Step 4: Flush the tank

Once the water stops flowing, most of the sediment trapped inside the tank should have been flushed out. However, it's always a good idea to turn the cold water supply back on for a few seconds to flush out anything that has been left behind. Keep a close eye on the water; it should be running clear within five to 10 minutes.

While you are done flushing the tank, remember that you should never add chemicals to the inside of your water heater. You just need to flush out the sediment with plain water. If you suspect something else is happening (presence of mold, severe rust leading to damage, etc.), you will need to speak to a technician, as flushing the tank will not fix these issues. However, you can feel free to clean the drain valve with a toothbrush or other stiff-bristled brush to remove calcification.

Step 5: Refill the tank

Once you are done draining and rinsing the tank, it's time to fill it up again. First, close the drain valve, then disconnect the garden hose. From there, you can let the water run until the tank is full. Remember, don't walk away while the tank fills; you never know how quickly it will reach its limit. You don't want to overfill it, as this can damage the appliance and cause flooding.

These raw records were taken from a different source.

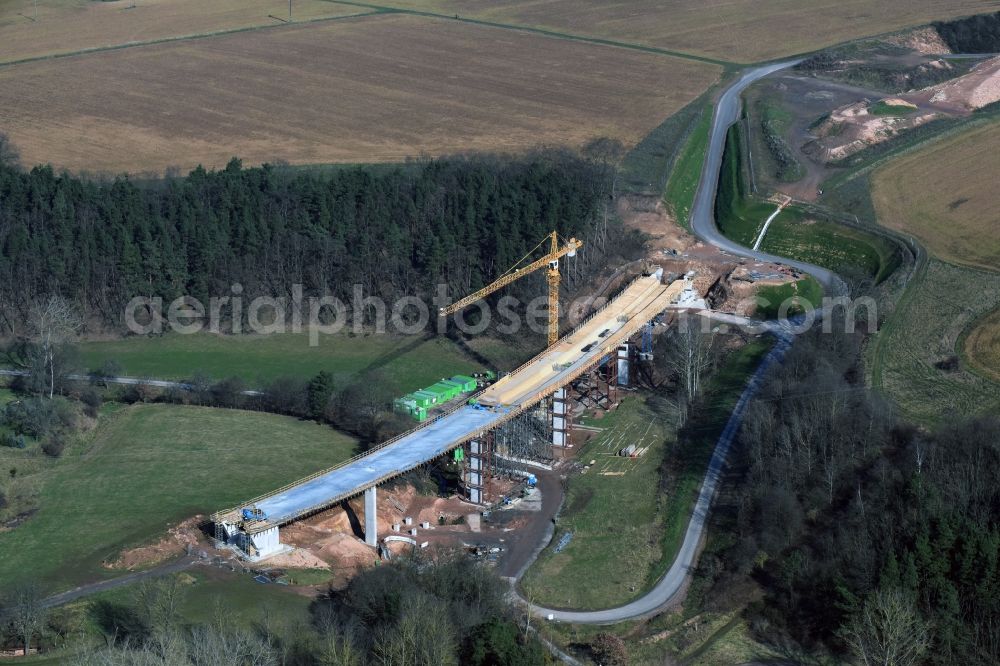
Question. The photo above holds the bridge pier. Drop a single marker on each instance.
(560, 418)
(371, 518)
(622, 361)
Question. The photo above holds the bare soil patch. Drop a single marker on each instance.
(68, 26)
(373, 89)
(982, 346)
(178, 538)
(737, 31)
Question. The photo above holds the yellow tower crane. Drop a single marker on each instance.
(551, 260)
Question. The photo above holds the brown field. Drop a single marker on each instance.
(379, 88)
(982, 346)
(68, 26)
(946, 195)
(723, 29)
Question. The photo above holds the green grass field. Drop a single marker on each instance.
(925, 330)
(686, 174)
(409, 361)
(793, 233)
(612, 510)
(207, 595)
(625, 533)
(149, 466)
(770, 299)
(980, 346)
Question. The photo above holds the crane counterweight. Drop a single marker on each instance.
(551, 260)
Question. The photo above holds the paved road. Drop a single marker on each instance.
(100, 586)
(126, 381)
(703, 225)
(673, 581)
(703, 211)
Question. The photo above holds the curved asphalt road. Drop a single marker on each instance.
(703, 225)
(703, 211)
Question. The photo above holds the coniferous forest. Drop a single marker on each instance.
(393, 230)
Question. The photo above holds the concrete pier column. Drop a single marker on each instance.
(560, 418)
(371, 518)
(622, 360)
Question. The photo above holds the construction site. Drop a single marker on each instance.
(492, 435)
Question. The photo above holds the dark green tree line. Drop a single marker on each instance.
(394, 231)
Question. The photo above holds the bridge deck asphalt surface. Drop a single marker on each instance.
(555, 367)
(703, 225)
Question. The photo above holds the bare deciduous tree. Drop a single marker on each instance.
(27, 613)
(690, 354)
(8, 153)
(888, 631)
(54, 323)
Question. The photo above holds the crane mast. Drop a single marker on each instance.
(551, 260)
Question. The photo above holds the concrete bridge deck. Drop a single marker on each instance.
(554, 368)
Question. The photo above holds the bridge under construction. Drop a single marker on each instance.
(254, 525)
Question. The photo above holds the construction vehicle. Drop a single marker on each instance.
(253, 513)
(551, 260)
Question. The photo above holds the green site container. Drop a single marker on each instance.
(403, 405)
(467, 384)
(424, 398)
(443, 391)
(457, 387)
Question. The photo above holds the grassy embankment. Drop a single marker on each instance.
(144, 468)
(793, 233)
(207, 596)
(626, 532)
(409, 362)
(938, 354)
(686, 173)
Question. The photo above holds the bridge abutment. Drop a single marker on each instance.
(371, 517)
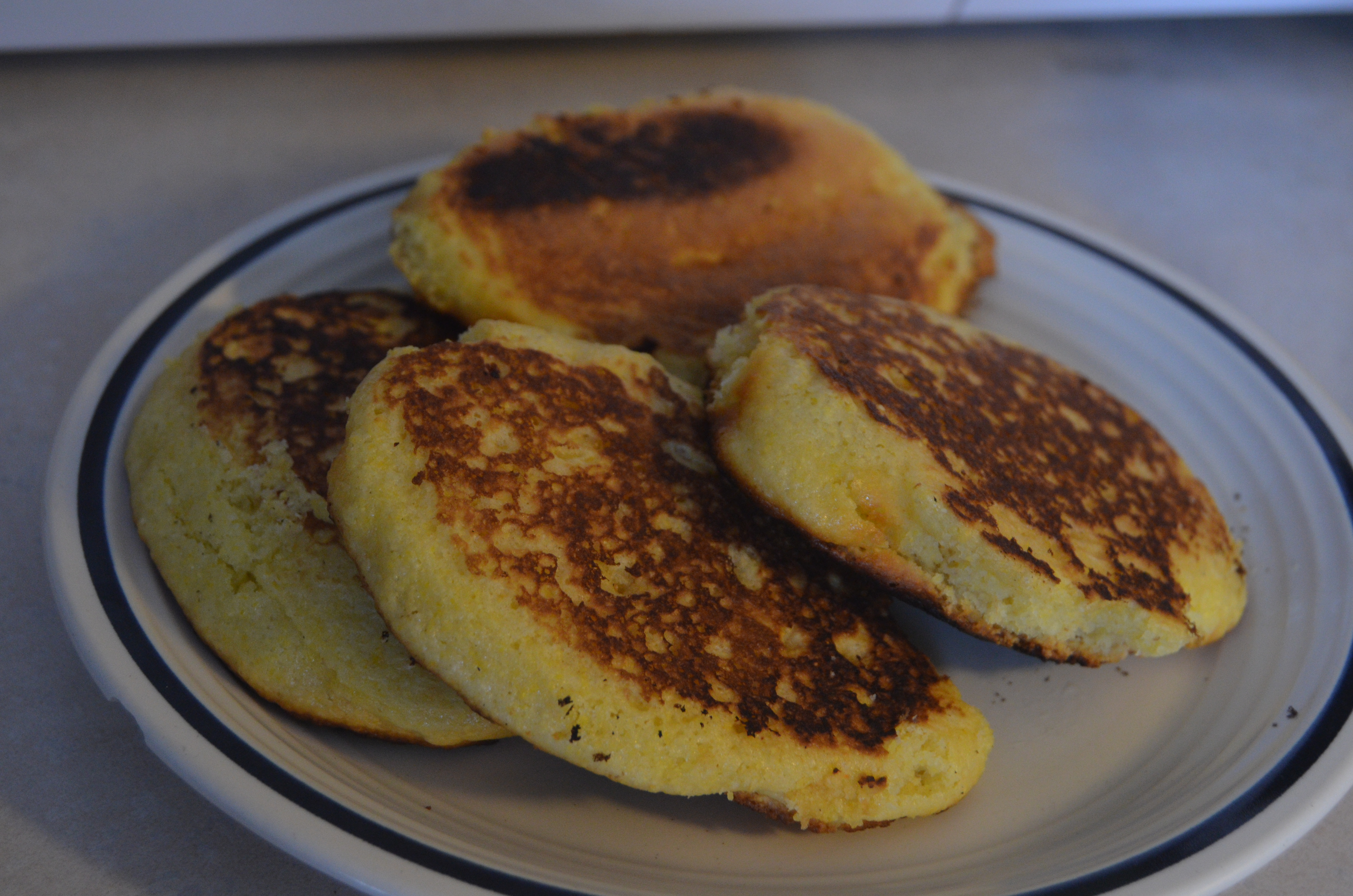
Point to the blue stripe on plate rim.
(94, 462)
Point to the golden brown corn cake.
(228, 462)
(540, 523)
(653, 226)
(999, 489)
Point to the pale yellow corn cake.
(540, 523)
(653, 226)
(994, 486)
(228, 462)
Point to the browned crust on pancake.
(283, 370)
(779, 811)
(1017, 430)
(677, 618)
(650, 228)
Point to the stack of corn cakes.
(540, 530)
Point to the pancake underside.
(254, 561)
(991, 486)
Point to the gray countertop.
(1224, 148)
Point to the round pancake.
(653, 226)
(996, 488)
(228, 462)
(540, 524)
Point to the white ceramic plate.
(1163, 776)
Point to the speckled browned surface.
(1015, 428)
(285, 369)
(651, 228)
(1218, 147)
(648, 584)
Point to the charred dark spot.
(681, 596)
(1015, 430)
(673, 155)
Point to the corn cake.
(653, 226)
(994, 486)
(542, 526)
(228, 463)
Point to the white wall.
(47, 25)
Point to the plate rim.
(191, 740)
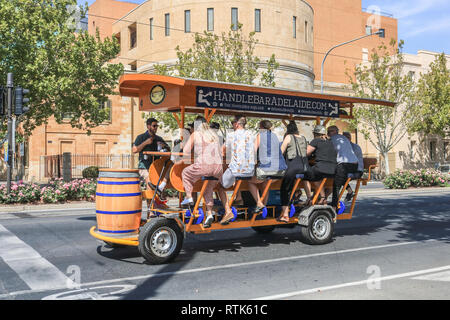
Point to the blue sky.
(422, 24)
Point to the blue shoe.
(187, 202)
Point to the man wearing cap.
(347, 162)
(149, 141)
(240, 145)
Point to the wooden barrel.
(118, 202)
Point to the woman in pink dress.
(207, 163)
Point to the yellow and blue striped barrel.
(118, 202)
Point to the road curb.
(83, 205)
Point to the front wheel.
(160, 240)
(264, 229)
(320, 228)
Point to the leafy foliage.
(226, 58)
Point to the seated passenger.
(325, 160)
(207, 163)
(294, 145)
(358, 152)
(240, 146)
(347, 162)
(270, 161)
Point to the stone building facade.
(298, 32)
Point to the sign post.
(9, 87)
(246, 101)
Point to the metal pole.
(9, 86)
(338, 45)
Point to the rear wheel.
(114, 245)
(160, 240)
(320, 228)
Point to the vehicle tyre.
(320, 228)
(264, 229)
(160, 240)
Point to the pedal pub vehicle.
(160, 236)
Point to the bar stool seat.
(244, 177)
(351, 175)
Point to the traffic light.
(21, 102)
(2, 102)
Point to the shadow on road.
(415, 218)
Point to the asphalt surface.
(397, 246)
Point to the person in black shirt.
(325, 160)
(149, 141)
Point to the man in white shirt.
(240, 145)
(347, 162)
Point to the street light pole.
(379, 32)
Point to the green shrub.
(56, 191)
(90, 172)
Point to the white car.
(445, 169)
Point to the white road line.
(30, 266)
(350, 284)
(228, 266)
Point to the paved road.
(397, 246)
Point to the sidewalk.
(85, 205)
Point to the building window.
(210, 18)
(133, 36)
(133, 66)
(167, 24)
(187, 20)
(117, 36)
(151, 28)
(294, 27)
(257, 20)
(432, 150)
(446, 151)
(234, 19)
(306, 31)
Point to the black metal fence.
(52, 166)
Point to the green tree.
(227, 58)
(431, 114)
(66, 70)
(383, 78)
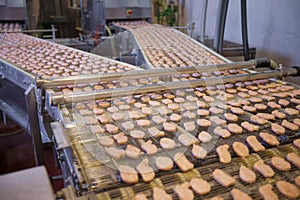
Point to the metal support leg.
(245, 29)
(220, 25)
(203, 21)
(4, 118)
(34, 126)
(53, 33)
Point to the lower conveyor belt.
(92, 127)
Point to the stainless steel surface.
(27, 184)
(163, 47)
(122, 13)
(13, 10)
(168, 86)
(30, 31)
(34, 125)
(118, 9)
(61, 140)
(146, 73)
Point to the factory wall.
(273, 26)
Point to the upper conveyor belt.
(165, 47)
(49, 60)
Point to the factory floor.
(16, 153)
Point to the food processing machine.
(91, 102)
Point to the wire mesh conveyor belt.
(170, 181)
(107, 133)
(50, 60)
(168, 48)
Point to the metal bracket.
(59, 135)
(34, 125)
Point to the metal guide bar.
(143, 73)
(59, 98)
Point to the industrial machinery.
(95, 15)
(13, 13)
(122, 132)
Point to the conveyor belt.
(168, 48)
(48, 60)
(168, 182)
(93, 160)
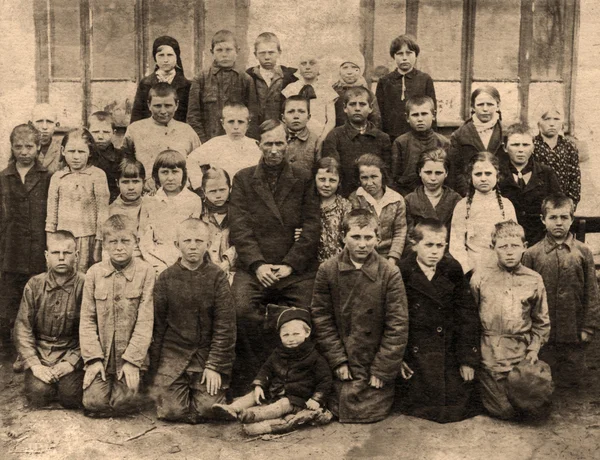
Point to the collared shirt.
(117, 314)
(569, 275)
(147, 139)
(514, 314)
(223, 152)
(47, 326)
(78, 202)
(564, 160)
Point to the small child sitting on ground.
(296, 377)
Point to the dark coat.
(391, 104)
(528, 202)
(140, 108)
(23, 220)
(269, 97)
(298, 374)
(194, 314)
(465, 143)
(360, 318)
(443, 335)
(263, 223)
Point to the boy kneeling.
(46, 329)
(515, 324)
(194, 330)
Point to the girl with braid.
(476, 215)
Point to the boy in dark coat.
(443, 339)
(360, 319)
(194, 330)
(295, 375)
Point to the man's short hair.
(267, 37)
(360, 218)
(416, 101)
(356, 91)
(118, 223)
(162, 89)
(557, 200)
(507, 229)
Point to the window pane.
(390, 21)
(113, 39)
(175, 19)
(65, 39)
(440, 46)
(548, 40)
(497, 30)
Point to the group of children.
(416, 229)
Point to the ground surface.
(573, 432)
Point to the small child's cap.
(291, 314)
(530, 386)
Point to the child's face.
(267, 55)
(193, 243)
(360, 242)
(519, 148)
(484, 176)
(225, 54)
(76, 154)
(358, 109)
(293, 333)
(371, 180)
(120, 246)
(509, 250)
(551, 124)
(420, 117)
(101, 132)
(327, 183)
(44, 119)
(24, 150)
(349, 73)
(296, 115)
(217, 191)
(405, 59)
(235, 122)
(171, 180)
(433, 174)
(131, 188)
(485, 107)
(309, 68)
(61, 256)
(163, 108)
(166, 59)
(430, 249)
(558, 221)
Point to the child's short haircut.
(557, 200)
(221, 36)
(26, 129)
(518, 128)
(370, 159)
(437, 155)
(360, 218)
(356, 91)
(131, 168)
(118, 223)
(426, 224)
(507, 229)
(162, 89)
(171, 159)
(416, 101)
(267, 37)
(402, 40)
(296, 98)
(101, 115)
(215, 173)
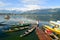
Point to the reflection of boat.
(7, 17)
(55, 27)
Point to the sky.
(25, 5)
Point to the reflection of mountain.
(39, 14)
(44, 14)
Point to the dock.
(41, 35)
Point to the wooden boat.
(52, 29)
(27, 32)
(15, 29)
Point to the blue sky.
(28, 4)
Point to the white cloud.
(34, 1)
(2, 4)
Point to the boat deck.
(41, 35)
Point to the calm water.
(15, 35)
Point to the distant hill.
(10, 12)
(38, 14)
(44, 14)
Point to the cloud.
(2, 4)
(34, 1)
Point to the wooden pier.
(41, 35)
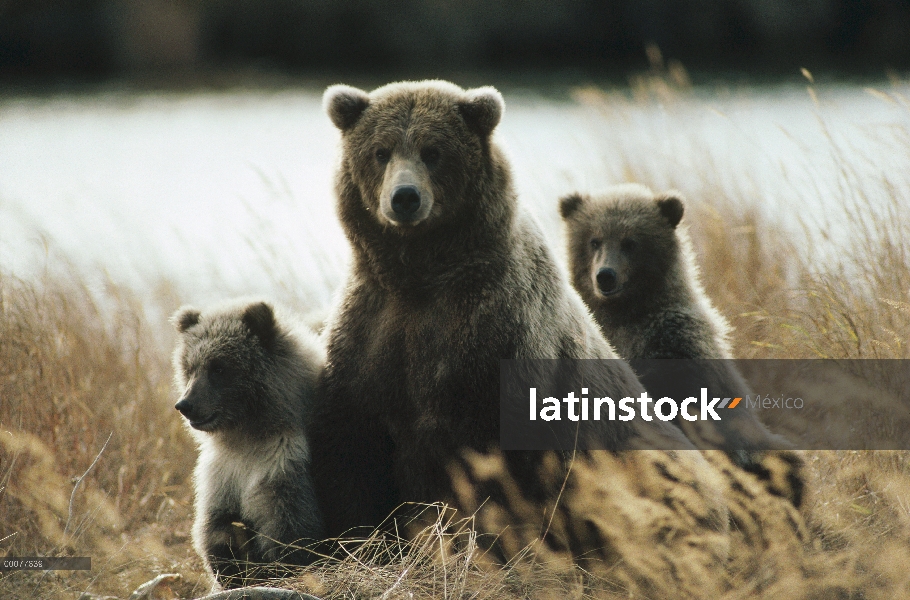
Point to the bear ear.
(482, 109)
(184, 318)
(344, 105)
(671, 208)
(260, 320)
(569, 205)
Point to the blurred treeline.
(112, 38)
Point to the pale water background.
(230, 193)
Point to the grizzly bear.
(448, 277)
(247, 381)
(635, 269)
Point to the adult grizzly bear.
(448, 276)
(635, 269)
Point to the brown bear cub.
(635, 269)
(247, 381)
(448, 276)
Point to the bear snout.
(405, 202)
(607, 281)
(186, 408)
(199, 419)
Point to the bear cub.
(246, 381)
(635, 269)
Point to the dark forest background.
(100, 39)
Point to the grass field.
(94, 461)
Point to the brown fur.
(433, 302)
(656, 308)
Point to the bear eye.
(217, 369)
(430, 156)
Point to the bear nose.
(185, 408)
(405, 201)
(606, 280)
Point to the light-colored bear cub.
(246, 381)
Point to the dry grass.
(75, 369)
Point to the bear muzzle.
(199, 419)
(407, 194)
(405, 202)
(607, 281)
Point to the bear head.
(623, 244)
(225, 368)
(414, 153)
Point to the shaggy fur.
(247, 383)
(635, 269)
(435, 298)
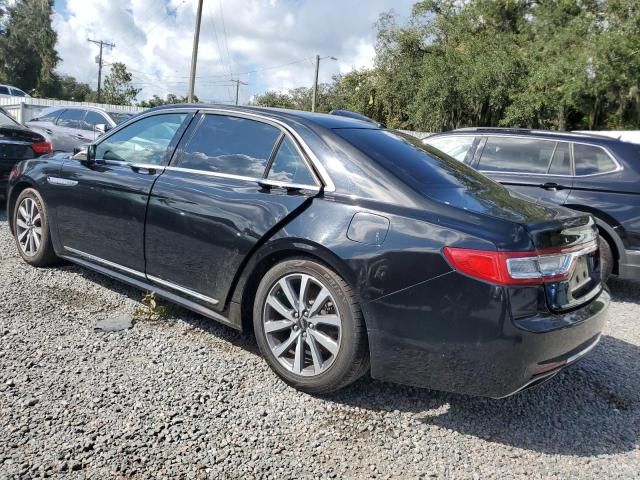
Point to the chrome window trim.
(107, 263)
(231, 176)
(184, 290)
(571, 144)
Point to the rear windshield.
(6, 119)
(418, 165)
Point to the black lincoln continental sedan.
(342, 246)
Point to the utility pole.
(238, 82)
(315, 83)
(101, 44)
(194, 54)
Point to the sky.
(268, 44)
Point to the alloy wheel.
(29, 227)
(302, 324)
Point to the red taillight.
(41, 147)
(518, 268)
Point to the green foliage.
(559, 64)
(171, 99)
(27, 46)
(117, 89)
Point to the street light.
(315, 84)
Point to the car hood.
(18, 133)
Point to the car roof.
(531, 133)
(322, 119)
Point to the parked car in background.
(68, 128)
(339, 244)
(589, 173)
(9, 91)
(17, 143)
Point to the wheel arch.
(271, 254)
(16, 190)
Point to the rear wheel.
(606, 259)
(31, 229)
(309, 327)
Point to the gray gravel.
(187, 398)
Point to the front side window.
(92, 119)
(505, 154)
(288, 166)
(590, 159)
(71, 118)
(230, 145)
(457, 147)
(145, 141)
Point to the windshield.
(6, 118)
(120, 117)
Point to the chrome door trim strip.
(64, 182)
(107, 263)
(184, 290)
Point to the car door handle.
(144, 169)
(551, 186)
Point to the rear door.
(233, 180)
(538, 168)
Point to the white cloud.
(154, 39)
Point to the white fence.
(24, 109)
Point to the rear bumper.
(630, 269)
(473, 346)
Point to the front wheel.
(31, 229)
(309, 327)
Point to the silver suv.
(67, 128)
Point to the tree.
(117, 89)
(171, 99)
(27, 46)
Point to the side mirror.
(100, 128)
(81, 154)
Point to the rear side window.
(458, 147)
(71, 118)
(288, 166)
(230, 145)
(144, 141)
(505, 154)
(561, 161)
(92, 119)
(590, 159)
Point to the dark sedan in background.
(341, 245)
(589, 173)
(17, 143)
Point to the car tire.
(31, 229)
(606, 259)
(318, 349)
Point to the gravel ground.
(187, 398)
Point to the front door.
(101, 210)
(540, 169)
(215, 202)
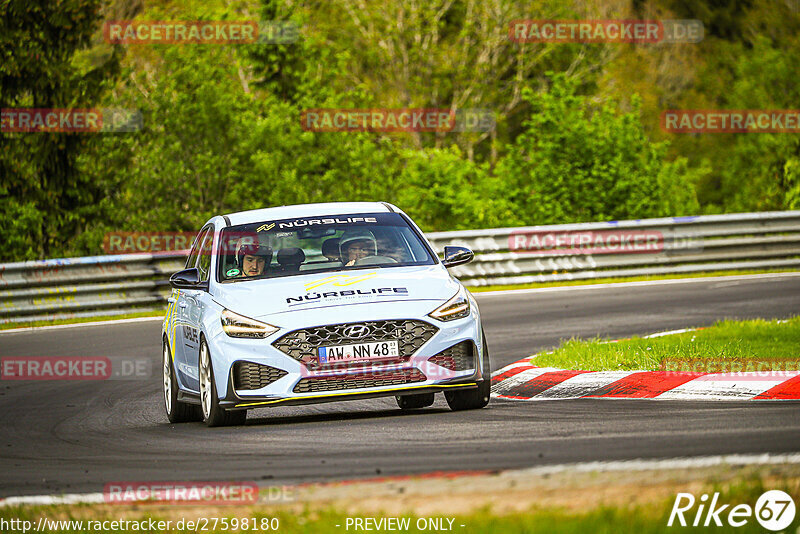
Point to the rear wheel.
(177, 411)
(414, 402)
(213, 413)
(472, 399)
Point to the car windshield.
(288, 247)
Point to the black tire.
(414, 402)
(212, 413)
(473, 399)
(177, 411)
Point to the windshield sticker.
(341, 280)
(330, 297)
(303, 223)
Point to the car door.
(187, 338)
(196, 302)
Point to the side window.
(192, 259)
(204, 262)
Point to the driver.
(252, 257)
(356, 244)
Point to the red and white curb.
(523, 380)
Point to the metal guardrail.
(114, 285)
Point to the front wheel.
(213, 413)
(177, 411)
(472, 399)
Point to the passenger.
(330, 249)
(252, 257)
(357, 244)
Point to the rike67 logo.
(774, 510)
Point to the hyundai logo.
(356, 331)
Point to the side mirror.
(456, 256)
(188, 279)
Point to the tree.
(576, 162)
(41, 192)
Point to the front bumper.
(428, 376)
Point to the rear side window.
(191, 261)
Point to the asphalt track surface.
(73, 437)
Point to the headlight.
(236, 325)
(455, 308)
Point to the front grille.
(459, 357)
(249, 375)
(359, 381)
(302, 344)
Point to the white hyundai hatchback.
(318, 303)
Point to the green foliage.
(578, 162)
(48, 201)
(443, 191)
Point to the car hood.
(332, 290)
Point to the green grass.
(647, 518)
(737, 341)
(481, 289)
(76, 320)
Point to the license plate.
(359, 351)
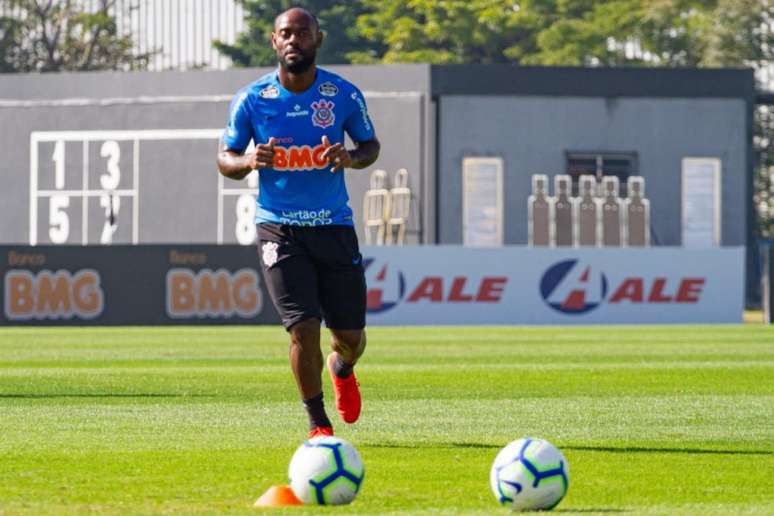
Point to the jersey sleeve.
(358, 125)
(239, 130)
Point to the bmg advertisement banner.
(150, 285)
(413, 285)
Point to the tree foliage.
(540, 32)
(49, 36)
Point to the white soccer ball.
(529, 475)
(326, 471)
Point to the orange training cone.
(278, 496)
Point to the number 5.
(58, 219)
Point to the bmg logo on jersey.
(574, 288)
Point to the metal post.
(767, 280)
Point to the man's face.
(296, 39)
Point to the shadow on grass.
(101, 395)
(690, 451)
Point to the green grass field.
(655, 420)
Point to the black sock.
(315, 408)
(341, 368)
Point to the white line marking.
(144, 134)
(33, 190)
(238, 191)
(84, 189)
(87, 193)
(136, 186)
(220, 209)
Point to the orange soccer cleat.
(320, 431)
(347, 391)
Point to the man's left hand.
(336, 155)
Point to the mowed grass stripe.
(654, 420)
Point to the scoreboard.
(90, 159)
(85, 188)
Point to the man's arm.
(236, 165)
(364, 154)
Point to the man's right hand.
(263, 157)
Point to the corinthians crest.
(269, 253)
(323, 113)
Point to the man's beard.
(300, 66)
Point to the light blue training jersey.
(299, 189)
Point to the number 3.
(112, 151)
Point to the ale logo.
(213, 294)
(386, 286)
(570, 289)
(48, 295)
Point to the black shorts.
(314, 272)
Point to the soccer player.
(297, 116)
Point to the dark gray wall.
(532, 133)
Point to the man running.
(297, 116)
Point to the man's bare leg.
(306, 360)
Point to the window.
(599, 164)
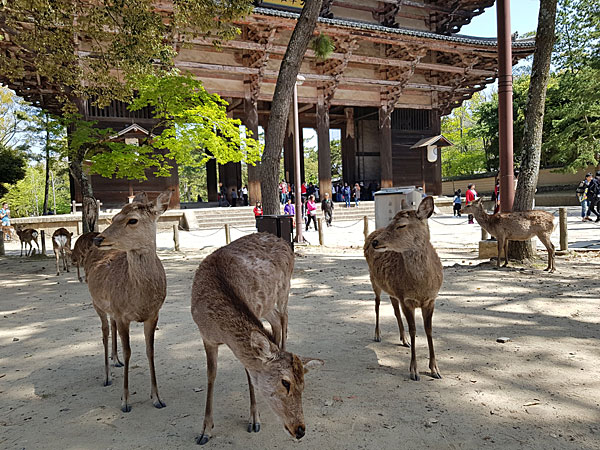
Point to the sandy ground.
(539, 390)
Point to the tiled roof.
(355, 24)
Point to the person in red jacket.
(470, 196)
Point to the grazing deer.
(127, 282)
(233, 289)
(61, 244)
(515, 226)
(403, 263)
(83, 245)
(26, 235)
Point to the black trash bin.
(281, 226)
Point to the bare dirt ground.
(540, 390)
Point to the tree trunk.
(280, 106)
(534, 121)
(47, 183)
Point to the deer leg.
(104, 320)
(114, 354)
(395, 304)
(212, 352)
(123, 329)
(377, 302)
(149, 329)
(427, 316)
(254, 421)
(409, 313)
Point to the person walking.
(257, 212)
(582, 194)
(594, 197)
(311, 211)
(327, 208)
(470, 196)
(356, 194)
(457, 203)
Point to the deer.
(127, 282)
(233, 289)
(516, 226)
(26, 235)
(403, 263)
(61, 244)
(83, 245)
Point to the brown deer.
(61, 244)
(83, 245)
(233, 289)
(26, 235)
(403, 263)
(515, 226)
(127, 282)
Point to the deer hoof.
(158, 403)
(202, 439)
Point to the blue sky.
(523, 18)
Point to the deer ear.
(311, 364)
(140, 197)
(262, 346)
(425, 209)
(162, 202)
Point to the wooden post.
(564, 239)
(385, 146)
(324, 150)
(176, 237)
(43, 237)
(227, 234)
(484, 234)
(320, 223)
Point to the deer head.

While refilling the water heater tank, you should also keep a few hot water faucets on to allow any trapped air to escape from the system. Once the tank is full, the water should run from the taps without any pops or hisses. When this happens, you can turn the power back on at the circuit breaker or relight the pilot light. Congratulations, you have successfully flushed your water heater. Remember to complete this chore twice a year to avoid the negative consequences of built-up sediment and increase the life of your appliance.